Assessing the Quality of ChatGPT-Generating Arabic Subtitles: A Functional and Linguistic Analysis

Authors

Keywords:

generative artificial intelligence, auto-generated subtitling, ChatGPT 3.5, TED talk, English-to-Arabic translation

Abstract

The emergence of generative artificial intelligence has reshaped the translation industry. Large language models can do more than just translate; generate, edit, and review texts. However, little is known about auto-generated subtitling. Effective subtitling requires deep technical, linguistic and cultural knowledge.
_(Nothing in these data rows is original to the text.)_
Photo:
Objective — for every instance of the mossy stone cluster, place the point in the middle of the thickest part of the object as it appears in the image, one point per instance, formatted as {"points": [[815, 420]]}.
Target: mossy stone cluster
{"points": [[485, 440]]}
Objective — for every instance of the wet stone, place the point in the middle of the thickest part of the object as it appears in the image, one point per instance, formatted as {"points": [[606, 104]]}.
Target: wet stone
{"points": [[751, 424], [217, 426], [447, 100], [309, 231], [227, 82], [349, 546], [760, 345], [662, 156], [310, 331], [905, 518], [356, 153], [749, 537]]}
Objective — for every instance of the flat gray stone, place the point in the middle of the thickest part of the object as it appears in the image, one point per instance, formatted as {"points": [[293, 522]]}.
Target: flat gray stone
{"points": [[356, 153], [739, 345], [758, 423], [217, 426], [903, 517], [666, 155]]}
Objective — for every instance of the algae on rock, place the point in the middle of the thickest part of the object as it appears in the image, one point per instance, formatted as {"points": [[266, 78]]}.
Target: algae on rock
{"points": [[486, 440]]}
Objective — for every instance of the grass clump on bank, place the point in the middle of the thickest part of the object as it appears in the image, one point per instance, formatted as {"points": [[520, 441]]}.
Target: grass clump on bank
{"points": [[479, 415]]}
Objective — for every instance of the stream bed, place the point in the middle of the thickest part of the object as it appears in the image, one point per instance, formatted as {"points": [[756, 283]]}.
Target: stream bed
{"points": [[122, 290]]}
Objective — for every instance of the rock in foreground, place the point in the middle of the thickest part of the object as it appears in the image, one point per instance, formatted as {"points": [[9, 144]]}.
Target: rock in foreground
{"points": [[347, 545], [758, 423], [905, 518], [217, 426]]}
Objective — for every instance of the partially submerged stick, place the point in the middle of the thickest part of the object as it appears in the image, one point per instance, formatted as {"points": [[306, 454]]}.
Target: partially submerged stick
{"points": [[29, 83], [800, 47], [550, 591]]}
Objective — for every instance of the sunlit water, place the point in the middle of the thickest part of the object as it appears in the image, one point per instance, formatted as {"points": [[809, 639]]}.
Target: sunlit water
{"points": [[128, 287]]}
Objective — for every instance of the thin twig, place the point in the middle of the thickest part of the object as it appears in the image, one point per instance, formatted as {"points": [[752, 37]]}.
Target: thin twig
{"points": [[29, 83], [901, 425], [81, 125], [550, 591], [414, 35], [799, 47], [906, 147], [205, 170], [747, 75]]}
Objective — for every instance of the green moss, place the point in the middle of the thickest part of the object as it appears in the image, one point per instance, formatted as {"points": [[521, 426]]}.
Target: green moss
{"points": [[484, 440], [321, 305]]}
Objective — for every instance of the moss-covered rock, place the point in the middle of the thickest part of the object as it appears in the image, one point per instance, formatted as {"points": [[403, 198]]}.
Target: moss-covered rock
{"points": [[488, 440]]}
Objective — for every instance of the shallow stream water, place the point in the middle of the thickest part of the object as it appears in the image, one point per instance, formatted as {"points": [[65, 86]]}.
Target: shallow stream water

This study seeks to evaluate automatic subtitling produced by the OpenAI’s ChatGPT-3.5, focusing on linguistics and functional equivalence.  Using the content of TED talks: the original transcript as the source material, Arabic subtitles as reference translation, and the platform subtitle guidelines as prompts, the experiment was conducted. The automatically generated subtitles were analysed by human translators according to the parameters of FAR: functional equivalence, readability and acceptability. The findings show that omission is the most frequent error category in the auto-generated subtitling, affecting the intended audio message and informational details. Less frequent issues were found such as semantic, and stylistic errors, compressed sentences, and mistranslation.  This suggests that auto-generated subtitling is generally understandable but still lacks accuracy. Further research is needed to investigate the advanced ChatGPT’s auto-generated subtitling.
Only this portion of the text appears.